Na prática, um pai que matar seu filho bebê por não tê-lo observado atrás de seu veículo, ao sair de casa pela manhã para trabalhar, dificilmente será condenado à prisão. Uma vez que não houve dolo, os magistrados entendem que a dor permanente do pai pela morte do filho já é uma condenação extrema.
Vários são os exemplos de dilemas morais a que somos submetidos o tempo todo. No meu livro Subjetividade na Pós-modernidade tem um artigo chamado “É correto mentir para salvar uma vida?”, onde apresento as seis principais visões éticas que auxiliam, de fato, as pessoas refletirem sobre os dilemas humanos. Ainda que um programa de televisão contribua para o debate desses dilemas, a investigação e a leitura são os recursos mais confiáveis para a formação da opinião pública.
Conclui-se este artigo afirmando-se que o dilema moral apresentado pelo programa da Fátima Bernardes, além de astutamente mal elaborado, induz o grande público ao erro. Isso não significa negar a condição humana do traficante. Ele é um ser humano. Centenas, senão milhares de ocorrências policiais no Brasil em que, após intensa troca de tiros e resposta firme da Polícia à injusta agressão, traficantes e criminosos feridos são socorridos aos prontos-socorros, o que faz da profissão policial um exemplo de heróis que lidam diariamente com dilemas morais; que acreditam na Justiça brasileira e apresentam criminosos para um julgamento justo e legal.
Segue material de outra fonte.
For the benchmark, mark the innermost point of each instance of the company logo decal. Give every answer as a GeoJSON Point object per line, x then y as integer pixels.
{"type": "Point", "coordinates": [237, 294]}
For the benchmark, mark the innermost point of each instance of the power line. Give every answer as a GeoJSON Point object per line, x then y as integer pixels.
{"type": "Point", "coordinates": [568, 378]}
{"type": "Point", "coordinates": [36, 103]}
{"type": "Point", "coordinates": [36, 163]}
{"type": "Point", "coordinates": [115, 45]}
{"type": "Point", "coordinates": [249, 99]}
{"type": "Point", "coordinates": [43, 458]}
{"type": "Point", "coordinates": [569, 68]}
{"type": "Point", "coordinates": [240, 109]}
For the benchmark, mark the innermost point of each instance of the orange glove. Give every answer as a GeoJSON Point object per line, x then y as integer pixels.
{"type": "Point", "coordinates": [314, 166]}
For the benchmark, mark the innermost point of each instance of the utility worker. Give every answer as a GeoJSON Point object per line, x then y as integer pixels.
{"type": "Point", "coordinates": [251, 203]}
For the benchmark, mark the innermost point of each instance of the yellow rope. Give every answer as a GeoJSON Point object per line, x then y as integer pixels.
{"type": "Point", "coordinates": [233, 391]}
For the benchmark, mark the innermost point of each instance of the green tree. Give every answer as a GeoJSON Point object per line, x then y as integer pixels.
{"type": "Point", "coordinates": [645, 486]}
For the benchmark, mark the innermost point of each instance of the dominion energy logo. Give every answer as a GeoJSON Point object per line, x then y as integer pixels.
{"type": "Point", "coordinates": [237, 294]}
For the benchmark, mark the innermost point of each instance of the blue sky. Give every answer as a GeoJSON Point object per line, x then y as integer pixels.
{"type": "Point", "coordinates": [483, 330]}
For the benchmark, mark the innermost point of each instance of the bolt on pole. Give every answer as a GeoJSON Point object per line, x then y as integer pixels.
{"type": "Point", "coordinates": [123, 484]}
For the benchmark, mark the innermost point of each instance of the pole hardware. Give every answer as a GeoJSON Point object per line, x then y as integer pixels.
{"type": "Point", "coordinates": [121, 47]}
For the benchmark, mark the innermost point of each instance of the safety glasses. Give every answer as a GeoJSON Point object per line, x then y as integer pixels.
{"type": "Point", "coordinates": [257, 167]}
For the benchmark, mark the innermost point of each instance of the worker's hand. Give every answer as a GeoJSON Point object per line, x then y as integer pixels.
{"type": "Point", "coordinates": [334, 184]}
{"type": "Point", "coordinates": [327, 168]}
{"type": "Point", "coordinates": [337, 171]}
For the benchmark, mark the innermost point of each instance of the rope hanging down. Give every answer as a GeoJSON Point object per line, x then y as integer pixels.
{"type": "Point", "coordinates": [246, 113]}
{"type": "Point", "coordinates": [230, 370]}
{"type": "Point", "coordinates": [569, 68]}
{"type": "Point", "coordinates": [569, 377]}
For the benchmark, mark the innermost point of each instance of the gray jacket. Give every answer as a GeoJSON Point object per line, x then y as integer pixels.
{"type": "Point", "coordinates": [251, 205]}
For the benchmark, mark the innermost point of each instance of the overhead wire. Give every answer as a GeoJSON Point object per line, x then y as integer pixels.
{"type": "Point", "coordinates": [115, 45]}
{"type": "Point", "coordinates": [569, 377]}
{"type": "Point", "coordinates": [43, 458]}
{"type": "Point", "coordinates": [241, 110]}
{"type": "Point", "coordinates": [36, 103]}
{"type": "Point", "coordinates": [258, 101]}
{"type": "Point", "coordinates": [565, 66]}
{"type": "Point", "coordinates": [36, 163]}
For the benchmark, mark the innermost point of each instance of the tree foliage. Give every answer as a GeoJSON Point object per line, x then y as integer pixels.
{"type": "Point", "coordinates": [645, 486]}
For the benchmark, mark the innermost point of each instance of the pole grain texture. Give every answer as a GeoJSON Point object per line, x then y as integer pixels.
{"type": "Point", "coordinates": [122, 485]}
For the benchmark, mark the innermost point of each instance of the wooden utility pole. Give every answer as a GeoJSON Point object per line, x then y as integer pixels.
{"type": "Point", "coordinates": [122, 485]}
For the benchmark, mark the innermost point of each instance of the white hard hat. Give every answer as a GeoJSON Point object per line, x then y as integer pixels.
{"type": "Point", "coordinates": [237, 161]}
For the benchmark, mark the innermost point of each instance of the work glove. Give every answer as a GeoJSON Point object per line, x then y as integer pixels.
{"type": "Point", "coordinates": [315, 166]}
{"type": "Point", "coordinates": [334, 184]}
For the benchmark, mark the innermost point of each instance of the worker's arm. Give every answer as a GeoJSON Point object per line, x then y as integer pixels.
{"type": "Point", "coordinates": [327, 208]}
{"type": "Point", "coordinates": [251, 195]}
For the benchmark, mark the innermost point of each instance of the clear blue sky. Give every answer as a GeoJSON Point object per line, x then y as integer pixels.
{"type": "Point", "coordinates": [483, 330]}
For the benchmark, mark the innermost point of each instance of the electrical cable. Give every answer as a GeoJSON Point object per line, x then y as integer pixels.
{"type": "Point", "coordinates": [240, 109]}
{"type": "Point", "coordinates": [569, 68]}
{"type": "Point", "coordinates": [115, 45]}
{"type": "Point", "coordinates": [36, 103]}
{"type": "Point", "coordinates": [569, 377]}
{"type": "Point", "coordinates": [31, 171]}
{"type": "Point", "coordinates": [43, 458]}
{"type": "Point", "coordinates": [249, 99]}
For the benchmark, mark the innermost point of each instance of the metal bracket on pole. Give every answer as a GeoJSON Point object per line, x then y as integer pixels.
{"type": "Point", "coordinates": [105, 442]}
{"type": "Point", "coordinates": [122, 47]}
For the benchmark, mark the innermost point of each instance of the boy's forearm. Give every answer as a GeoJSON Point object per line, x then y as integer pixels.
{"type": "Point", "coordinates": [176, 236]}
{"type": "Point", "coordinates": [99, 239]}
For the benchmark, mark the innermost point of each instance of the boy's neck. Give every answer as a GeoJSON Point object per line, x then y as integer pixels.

Os Policiais do Brasil são hostilizados por quem juraram defender, mesmo com o risco da própria vida. Este sim é um dilema moral tratado de forma ideológica e imoral.

* Policial Militar da PMMS; membro da Academia Douradense de Letras; Bacharel em Ciências Sociais pela Universidade Federal da Grande Dourados; criador da Revista Criticartes; fundador da Associação dos Cordelistas de Mato Grosso do Sul; atua na Comunicação Social do 3º BPM em Dourados, MS.